Mare naturelle ou aménagée, la
lavogne est destinée à faire converger les eaux de pluie pour abreuver les troupeaux de « fèdes » (brebis), elle est aussi fréquentée par les animaux sauvages. Ces points d’eau – de l’occitan lavanha mare, flaque d’eau – sont de toute première importance pour la conservation de la biodiversité sur les Causses, où le sol calcaire est perméable.

Beaucoup d’oiseaux viennent y boire et s’y baigner ; d’autres (bergeronnette, pouillot, engoulevent) viennent chasser les insectes qui volent au-dessus de l’eau. On y trouve aussi des amphibiens (crapauds, grenouilles, tritons, salamandres), dont les larves peuvent être chassées par des oiseaux au bord de la lavogne. Enfin, l’épervier et l’autour viennent y chasser le merle noir et la grive.
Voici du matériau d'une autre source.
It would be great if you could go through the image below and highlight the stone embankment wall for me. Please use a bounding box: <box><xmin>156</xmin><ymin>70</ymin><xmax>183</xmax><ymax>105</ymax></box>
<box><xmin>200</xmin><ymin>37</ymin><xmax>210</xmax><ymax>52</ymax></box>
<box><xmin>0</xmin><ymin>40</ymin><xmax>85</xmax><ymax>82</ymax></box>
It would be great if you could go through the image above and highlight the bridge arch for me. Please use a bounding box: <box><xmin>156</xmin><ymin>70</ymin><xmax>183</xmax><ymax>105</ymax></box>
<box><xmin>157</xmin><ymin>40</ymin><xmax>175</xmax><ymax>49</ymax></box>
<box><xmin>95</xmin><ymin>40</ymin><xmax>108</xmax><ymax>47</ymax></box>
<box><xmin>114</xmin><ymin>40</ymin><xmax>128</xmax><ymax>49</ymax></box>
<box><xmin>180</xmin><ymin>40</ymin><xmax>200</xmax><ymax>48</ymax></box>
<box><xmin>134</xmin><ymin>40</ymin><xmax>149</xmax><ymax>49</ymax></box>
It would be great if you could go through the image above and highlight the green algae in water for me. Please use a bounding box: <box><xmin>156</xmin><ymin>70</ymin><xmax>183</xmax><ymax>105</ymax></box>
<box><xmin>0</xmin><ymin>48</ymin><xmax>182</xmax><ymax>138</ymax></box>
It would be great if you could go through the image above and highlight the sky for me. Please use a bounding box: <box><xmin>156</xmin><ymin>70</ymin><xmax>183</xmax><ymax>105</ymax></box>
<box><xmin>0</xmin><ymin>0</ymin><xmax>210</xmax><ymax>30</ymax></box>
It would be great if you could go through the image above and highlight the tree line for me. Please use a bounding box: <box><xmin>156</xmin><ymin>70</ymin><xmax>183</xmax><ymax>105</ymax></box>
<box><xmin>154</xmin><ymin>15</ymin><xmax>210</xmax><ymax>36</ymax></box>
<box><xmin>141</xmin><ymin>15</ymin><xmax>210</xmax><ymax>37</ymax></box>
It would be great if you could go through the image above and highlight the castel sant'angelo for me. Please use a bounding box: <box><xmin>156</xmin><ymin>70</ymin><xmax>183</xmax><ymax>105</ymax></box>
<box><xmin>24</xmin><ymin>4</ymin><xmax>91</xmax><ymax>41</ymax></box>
La doline – dépression argileuse qui retient donc l’eau de pluie – est une lavogne naturelle.
J'ai rencontré cette curiosité à la
Couvertoirade.

Située sur le plateau du Larzac,
la Couvertoirade est une cité templière et hospitalière (XIIème et XVème siècles), véritable village médiéval miniature dont l’état de conservation est absolument remarquable. Ses remparts sont classés Monuments Historiques, quant au village, il fait partie des « Plus Beaux Villages de France ».
Le nom de Cubertoirata apparaît dès le XIème siècle lors de la délimitation des territoires appartenant à l'abbaye de Gellone, à Saint-Guilhem-le-Désert (Hérault) aujourd'hui.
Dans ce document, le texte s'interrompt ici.